Karanlığın en ıssız lâhzasında yola
çıkmıştı sakalı beyazlamış kişi. Nereye diye sordu arkasından yetişen beyaz
saçlı adam, "Kendimden kaçmaya" demişti yola revan olan.
Bazen insan kendinden bile kaçmak
isterken, bu kadar hızlı bir dünyada, nasıl yalnız kalabilir ki? Her taraftan
uyarıcılar telefon, bilgisayar, televizyon... Sokaklar gürültü yeri. Bir türlü
dingin, asude olamıyor insanoğlu. En önemlisi ise kendisini dinlemesi lazımken,
nedense hep bir başkasını dinlemeyi tercih ediyor. Hep bir başkasının derdine
çare olmaya çalışıyor, ya kendisine?
Bu kadar karmaşanın, hızlılığın olduğu
bir dünyada içsel sesin bir şey dediğini ancak sakin ve sessiz bir ortamda
duyabiliriz. İçimde ki ses bana ne diyor, hiç kulak verdik mi? Acaba duysak
içimizde ki sesi, hayatımızda ne değişir ki? Gerçekten duymak istiyor muyuz?

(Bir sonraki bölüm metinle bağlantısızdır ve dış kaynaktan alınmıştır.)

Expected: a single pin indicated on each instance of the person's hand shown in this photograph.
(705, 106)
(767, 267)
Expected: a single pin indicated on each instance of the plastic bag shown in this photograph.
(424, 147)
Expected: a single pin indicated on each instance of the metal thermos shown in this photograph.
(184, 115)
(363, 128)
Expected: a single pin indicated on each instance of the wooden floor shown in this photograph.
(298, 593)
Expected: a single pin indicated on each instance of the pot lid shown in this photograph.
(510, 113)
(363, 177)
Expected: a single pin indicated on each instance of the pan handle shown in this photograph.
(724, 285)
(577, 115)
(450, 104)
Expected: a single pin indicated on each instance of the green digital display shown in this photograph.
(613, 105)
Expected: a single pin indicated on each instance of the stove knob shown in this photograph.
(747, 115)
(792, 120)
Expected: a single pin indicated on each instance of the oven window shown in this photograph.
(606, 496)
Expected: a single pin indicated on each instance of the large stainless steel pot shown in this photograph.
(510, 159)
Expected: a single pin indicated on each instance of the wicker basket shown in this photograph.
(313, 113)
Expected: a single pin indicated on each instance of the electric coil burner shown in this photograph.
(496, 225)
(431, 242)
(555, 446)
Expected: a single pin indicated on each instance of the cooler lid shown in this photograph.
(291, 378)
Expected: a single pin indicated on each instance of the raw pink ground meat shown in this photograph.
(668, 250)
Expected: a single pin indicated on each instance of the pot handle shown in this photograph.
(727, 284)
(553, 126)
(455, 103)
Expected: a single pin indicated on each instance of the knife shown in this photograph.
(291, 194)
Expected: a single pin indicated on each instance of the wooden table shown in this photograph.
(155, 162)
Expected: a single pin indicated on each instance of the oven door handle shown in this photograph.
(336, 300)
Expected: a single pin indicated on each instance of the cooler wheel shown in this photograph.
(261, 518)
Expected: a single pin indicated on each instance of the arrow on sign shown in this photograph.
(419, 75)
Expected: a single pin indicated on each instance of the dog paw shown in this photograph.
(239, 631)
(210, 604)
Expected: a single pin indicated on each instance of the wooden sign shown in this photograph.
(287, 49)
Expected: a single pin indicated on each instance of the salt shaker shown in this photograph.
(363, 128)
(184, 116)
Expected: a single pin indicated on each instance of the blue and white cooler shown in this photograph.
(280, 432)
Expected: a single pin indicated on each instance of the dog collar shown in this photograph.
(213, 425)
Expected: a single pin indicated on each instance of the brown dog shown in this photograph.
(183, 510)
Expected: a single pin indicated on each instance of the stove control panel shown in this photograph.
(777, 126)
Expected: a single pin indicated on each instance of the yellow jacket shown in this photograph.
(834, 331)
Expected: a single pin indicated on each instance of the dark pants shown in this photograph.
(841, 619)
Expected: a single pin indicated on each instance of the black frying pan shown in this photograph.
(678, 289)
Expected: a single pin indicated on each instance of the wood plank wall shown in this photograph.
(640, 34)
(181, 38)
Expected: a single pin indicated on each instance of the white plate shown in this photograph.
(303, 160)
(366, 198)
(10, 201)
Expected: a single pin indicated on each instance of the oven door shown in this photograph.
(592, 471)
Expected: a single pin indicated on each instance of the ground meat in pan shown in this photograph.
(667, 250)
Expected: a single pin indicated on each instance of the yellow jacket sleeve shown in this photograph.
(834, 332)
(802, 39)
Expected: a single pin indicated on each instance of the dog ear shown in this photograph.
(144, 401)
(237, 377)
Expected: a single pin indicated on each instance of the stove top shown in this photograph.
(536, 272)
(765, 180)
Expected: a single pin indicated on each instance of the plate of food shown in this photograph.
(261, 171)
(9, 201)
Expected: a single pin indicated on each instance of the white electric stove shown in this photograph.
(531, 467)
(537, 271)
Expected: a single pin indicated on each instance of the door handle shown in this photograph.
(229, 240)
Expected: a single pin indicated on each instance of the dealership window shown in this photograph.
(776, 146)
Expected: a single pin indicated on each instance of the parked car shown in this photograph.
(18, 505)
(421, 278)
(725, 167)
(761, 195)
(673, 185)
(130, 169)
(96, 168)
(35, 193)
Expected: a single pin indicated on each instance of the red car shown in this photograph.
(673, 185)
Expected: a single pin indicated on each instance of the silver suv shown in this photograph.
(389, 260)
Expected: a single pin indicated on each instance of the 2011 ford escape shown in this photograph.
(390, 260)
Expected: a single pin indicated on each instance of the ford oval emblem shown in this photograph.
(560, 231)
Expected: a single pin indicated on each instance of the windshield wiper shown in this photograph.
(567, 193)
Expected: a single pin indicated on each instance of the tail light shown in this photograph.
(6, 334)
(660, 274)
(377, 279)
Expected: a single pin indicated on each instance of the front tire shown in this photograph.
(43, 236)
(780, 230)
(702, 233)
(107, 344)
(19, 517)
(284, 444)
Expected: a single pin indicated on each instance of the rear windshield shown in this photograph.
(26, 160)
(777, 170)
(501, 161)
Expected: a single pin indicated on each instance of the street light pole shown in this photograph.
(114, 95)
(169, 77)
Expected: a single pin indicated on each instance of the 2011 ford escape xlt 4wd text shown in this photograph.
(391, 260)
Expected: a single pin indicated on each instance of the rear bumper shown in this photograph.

Kulak verdiğimiz zaman, o sesi hayatımıza tatbik edebilir miyiz? Yoksa korkuyor
muyuz, değişiriz diye. Peki, sürekli aynı meyyal üzere mi olur hayatımız? Bir
çizgi üzerine devamlı aynı yol aynı güzergâh. İnişler, çıkışlar, varlar,
yoklar... Hz. Mevlana Fihi Ma Fih de bir hikâyesinde der ki "Medresede
hoca ders verirken eğilimli bir duvar yıkılır. Hoca belirli bir süre gülümser.
Öğrenciler hocanın duvar yıkılmasında ki gülümsemesin amacını
anlayamayınca hoca" Duvar meyyali üzere olduğu yöne yıkıldı, biz de
meyyalimiz yönünde yıkılırız inşallah" der.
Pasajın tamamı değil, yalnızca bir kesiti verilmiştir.